The output of the LookupRecord processor, which comprises the unique transaction knowledge merged with the response from the ML mannequin, was then linked to a really helpful processor in NiFi: the QueryRecord processor.

The QueryRecord processor means that you can outline a number of outputs for the processor and affiliate a SQL question with every of them. It applies the SQL question to the information that’s streaming by way of the processor and sends the outcomes of every question to the related output.

On this circulate we outlined three SQL queries to run concurrently on this processor:


Observe that some processors additionally outline further outputs, like “failure,” “retry,” and many others., so that you could outline your individual error-handling logic in your flows.

Feeding streams to different programs

At this level of the circulate now we have already enriched our stream with the ML mannequin’s fraud rating and remodeled the streams in accordance with what we’d like downstream. All that’s left to finish our knowledge ingestion is to ship the information to Kafka, which we are going to use to feed our real-time analytical course of, and save the transactions to a Kudu desk, which we’ll later use to feed our dashboard, in addition to for different non-real-time analytical processes down the road.

Apache Kafka and Apache Kudu are additionally a part of CDP, and it’s quite simple to configure the Kafka- and Kudu-specific processors to finish the duty for us.

Working the information circulate natively on the cloud

As soon as the NiFi circulate is constructed it may be executed in any NiFi deployment you might need.

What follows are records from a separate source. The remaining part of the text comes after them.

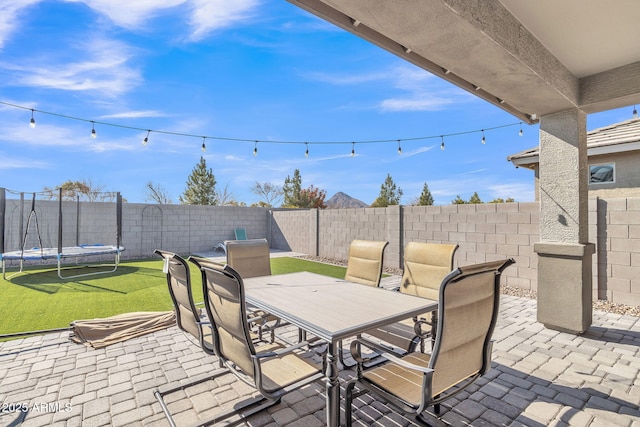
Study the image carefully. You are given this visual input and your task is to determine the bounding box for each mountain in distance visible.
[324,191,369,209]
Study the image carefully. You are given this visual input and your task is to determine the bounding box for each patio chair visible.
[344,240,389,286]
[345,259,514,426]
[213,227,248,254]
[366,242,458,353]
[154,249,214,355]
[338,240,389,368]
[181,264,324,424]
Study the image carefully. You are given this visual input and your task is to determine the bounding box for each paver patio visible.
[0,276,640,427]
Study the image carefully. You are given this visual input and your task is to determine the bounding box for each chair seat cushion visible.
[363,353,430,407]
[256,343,320,391]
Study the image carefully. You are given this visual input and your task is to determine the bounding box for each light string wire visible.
[0,101,522,149]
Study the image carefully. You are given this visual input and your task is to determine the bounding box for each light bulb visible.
[142,130,151,146]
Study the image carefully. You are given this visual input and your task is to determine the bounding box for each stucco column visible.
[534,109,595,333]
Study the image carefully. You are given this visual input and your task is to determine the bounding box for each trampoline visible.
[0,188,125,280]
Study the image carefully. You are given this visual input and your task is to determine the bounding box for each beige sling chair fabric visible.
[344,240,389,286]
[154,249,213,354]
[345,259,514,426]
[154,260,323,426]
[70,311,176,348]
[367,242,458,353]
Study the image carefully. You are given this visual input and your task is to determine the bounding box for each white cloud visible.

Cloudera DataFlow for the Public Cloud (CDF-PC) supplies a cloud-native elastic circulate runtime that may run flows effectively.

In comparison with fixed-size NiFi clusters, the CDF’s cloud-native circulate runtime has an a variety of benefits:

  • You don’t must handle NiFi clusters. You may merely hook up with the CDF console, add the circulate definition, and execute it. The mandatory NiFi service is mechanically instantiated as a Kubernetes service to execute the circulate, transparently to the person.
  • It supplies higher useful resource isolation between flows.
  • Move executions can auto-scale up and down to make sure the correct quantity of sources to deal with the present quantity of knowledge being processed. This avoids useful resource hunger and in addition saves prices by deallocating pointless sources when they’re not used.
  • Constructed-in monitoring with user-defined KPIs that may be tailor-made to every particular circulate are totally different granularities (system, circulate, processor, connection, and many others.).

Safe inbound connections

Along with the above, configuring safe community endpoints to behave as ingress gateways is a notoriously tough downside to resolve within the cloud, and the steps fluctuate with every cloud supplier. 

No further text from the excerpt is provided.